GRE and LSAT to see formatting changes

The standardized test for most graduate students will nearly double in length next year and the law school entrance exam will see minor changes.

Students taking the Graduate Record Examination, a test most graduate programs nationwide require for admission, will have a completely new exam beginning next September. The Law School Admissions Test will make changes to its comprehensive reading section beginning next June.

The GRE will change in length from two hours to four hours and 20 minutes. It will also only be offered 30 times per year, rather than anytime during the year like it is now. The 3,500 test centers worldwide will offer a strictly Internet-based test, but a paper-based format will be available at locations with limited Internet capabilities.

A representative with Educational Testing Services, the company that administers the GRE, said the change was made to improve the system.

“The two biggest reasons for the change in the GRE are the greater security and the increased predictive validity of the new test,” said David Payne, Educational Testing Services’ GRE executive director.

ETS said they are also changing from a computer adaptive test format to a linear test format. An adaptive test format varies the questions presented to each examinee according to his or her performance on previous questions. The linear testing format gives all examinees testing at the same time the same questions.

The test was initially scheduled to change to an Internet-based exam this fall, but in February ETS announced the change would wait until fall of 2007. When the test changes, ETS will also change the length of the test.

Fees for taking the new GRE will likely increase from $130 due to the “costs for test development and delivery,” according to an ETS Web site report. Payne said no cost changes have been finalized.

The security problem with the old computer adapted format was it utilized a large, constant pool of questions, Payne said. Students remembered questions from this pool and shared them with other test takers to use on future exams.

He said the new test will focus less on specific areas, looking for broader skills instead. The new verbal reasoning section will eliminate analogy and antonym questions and focus more on critical reading, while the new quantitative reasoning, or math section, will focus less on geometry and more on data and graph interpretation questions.

“It is unlikely that memorizing a set of vocabulary words will help you when you are getting your Ph.D., and the new test addresses this,” Payne said.

Significant changes are not a good thing for students, said Liz Wands, executive director of graduate programs at the Princeton Review, a company that offers tutoring and instruction for many of the standardized tests ETS offers. She said students will now have to prepare for an entirely new exam that is more than twice as long as the old one.

“They have done little testing on this new exam; they simply want to save money,” Wands said.

Kristin Williams, GW’s director of Graduate Student Enrollment Management, said students should not be worried.

“The GRE is only one piece of the application,” Williams said. “Decisions for graduate admissions are made holistically and do not depend on any one measure.”

GW graduate admissions will continue doing what they have done in the past – looking at percentile rankings of a student’s score, Williams said.

Junior Davis Najdecki said he would jump on the opportunity to take the old GRE before the changes next September.
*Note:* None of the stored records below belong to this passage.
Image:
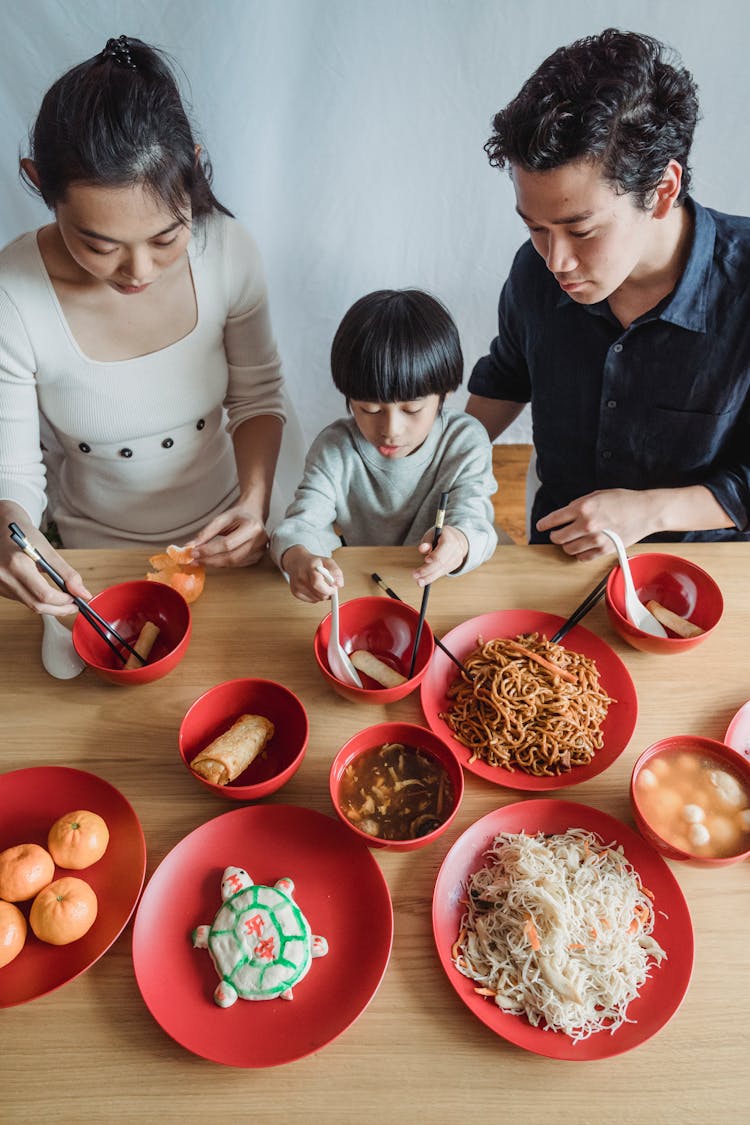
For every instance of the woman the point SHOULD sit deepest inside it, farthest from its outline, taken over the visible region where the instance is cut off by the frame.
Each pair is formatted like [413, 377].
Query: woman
[138, 372]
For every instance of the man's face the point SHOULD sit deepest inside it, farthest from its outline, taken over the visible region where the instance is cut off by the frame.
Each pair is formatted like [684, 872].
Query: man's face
[590, 237]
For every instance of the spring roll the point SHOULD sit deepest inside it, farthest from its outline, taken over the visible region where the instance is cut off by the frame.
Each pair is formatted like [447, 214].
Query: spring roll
[228, 755]
[143, 646]
[376, 669]
[669, 620]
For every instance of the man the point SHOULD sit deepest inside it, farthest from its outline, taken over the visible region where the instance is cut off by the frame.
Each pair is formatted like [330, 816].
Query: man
[625, 318]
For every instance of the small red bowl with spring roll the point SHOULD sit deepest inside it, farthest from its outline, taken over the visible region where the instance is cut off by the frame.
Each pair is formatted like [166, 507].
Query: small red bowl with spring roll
[382, 629]
[129, 606]
[244, 738]
[687, 599]
[396, 785]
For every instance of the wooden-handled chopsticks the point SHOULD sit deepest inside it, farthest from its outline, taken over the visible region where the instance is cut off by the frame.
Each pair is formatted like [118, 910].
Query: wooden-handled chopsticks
[440, 518]
[391, 593]
[581, 610]
[97, 622]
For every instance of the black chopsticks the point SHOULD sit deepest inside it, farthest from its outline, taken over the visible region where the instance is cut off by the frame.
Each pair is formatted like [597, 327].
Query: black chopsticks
[581, 610]
[95, 620]
[440, 518]
[391, 593]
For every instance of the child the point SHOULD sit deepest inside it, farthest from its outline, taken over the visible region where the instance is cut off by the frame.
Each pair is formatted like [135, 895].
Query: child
[379, 474]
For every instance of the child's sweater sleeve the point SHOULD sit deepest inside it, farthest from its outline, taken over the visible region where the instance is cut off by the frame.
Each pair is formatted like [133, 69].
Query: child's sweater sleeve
[310, 516]
[470, 507]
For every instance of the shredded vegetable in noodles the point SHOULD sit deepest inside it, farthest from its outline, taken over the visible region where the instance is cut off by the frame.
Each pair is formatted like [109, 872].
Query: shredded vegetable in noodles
[558, 928]
[530, 704]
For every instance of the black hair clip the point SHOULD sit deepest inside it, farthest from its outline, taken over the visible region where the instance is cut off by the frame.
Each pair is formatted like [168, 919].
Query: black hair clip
[119, 52]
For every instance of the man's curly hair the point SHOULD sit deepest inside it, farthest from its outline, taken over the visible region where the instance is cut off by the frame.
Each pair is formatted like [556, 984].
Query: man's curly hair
[619, 98]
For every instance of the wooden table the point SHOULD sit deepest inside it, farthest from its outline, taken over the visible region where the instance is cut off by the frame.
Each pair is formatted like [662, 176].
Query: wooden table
[91, 1051]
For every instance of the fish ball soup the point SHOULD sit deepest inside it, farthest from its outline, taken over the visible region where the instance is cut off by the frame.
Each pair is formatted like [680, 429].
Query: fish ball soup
[396, 792]
[696, 803]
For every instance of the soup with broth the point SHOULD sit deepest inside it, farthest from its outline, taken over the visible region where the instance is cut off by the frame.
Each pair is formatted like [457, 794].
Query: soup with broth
[395, 792]
[696, 803]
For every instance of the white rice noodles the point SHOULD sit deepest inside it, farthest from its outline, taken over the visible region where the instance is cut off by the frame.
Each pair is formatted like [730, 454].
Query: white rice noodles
[558, 928]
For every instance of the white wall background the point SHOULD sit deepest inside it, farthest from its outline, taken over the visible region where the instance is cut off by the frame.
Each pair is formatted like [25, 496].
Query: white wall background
[348, 135]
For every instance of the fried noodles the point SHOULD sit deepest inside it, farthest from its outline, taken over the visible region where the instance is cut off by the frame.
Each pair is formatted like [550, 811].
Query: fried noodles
[516, 712]
[558, 928]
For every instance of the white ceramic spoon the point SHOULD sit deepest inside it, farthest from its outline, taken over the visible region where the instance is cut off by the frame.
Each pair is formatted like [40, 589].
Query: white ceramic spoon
[59, 656]
[634, 608]
[339, 660]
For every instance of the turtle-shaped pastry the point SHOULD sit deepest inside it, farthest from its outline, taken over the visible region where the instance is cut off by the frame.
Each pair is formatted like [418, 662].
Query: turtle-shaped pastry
[260, 941]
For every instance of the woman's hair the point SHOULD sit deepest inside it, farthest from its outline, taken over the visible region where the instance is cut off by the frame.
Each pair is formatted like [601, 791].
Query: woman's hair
[117, 119]
[617, 98]
[395, 345]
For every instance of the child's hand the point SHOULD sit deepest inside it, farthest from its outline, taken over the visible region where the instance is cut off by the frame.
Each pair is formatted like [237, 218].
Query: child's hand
[452, 548]
[305, 579]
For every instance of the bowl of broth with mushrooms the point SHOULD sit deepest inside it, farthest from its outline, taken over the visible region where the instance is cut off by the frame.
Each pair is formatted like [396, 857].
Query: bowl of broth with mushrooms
[690, 799]
[396, 785]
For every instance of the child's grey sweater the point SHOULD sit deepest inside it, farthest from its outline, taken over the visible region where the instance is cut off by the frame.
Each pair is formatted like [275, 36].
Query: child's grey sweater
[375, 501]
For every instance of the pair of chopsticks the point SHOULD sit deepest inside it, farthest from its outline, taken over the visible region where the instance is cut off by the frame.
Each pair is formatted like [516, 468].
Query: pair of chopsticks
[444, 648]
[580, 611]
[440, 519]
[97, 622]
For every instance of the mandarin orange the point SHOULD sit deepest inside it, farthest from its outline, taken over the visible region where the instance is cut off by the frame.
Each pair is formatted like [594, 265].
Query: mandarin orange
[12, 933]
[25, 870]
[180, 555]
[78, 839]
[63, 911]
[188, 581]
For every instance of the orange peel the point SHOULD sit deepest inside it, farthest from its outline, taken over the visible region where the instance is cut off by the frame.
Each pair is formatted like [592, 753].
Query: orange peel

“My biggest problem with standardized tests is endurance,” he said. “A four-hour test is not something that I think will be an accurate measure of my ability to succeed in graduate school.”

LSAT changes are not expected to increase the length of the exam and are meant to target a skill set not grasped in other exams, said Wendy Margolis, spokesperson for the Law School Admissions Council, the company that administers the test.

Instead of four longer passages with reading comprehension questions after them, the new reading comprehension section replaces one of the passages with two short texts. The questions following the two excerpts will be comparative.

“We believe that this skill will be used quite extensively in law school,” Margolis said. “To succeed in law school, students need to be able to understand and comprehend what they read. This change is a refinement of the testing process.”

-Sarah Scire contributed to this report.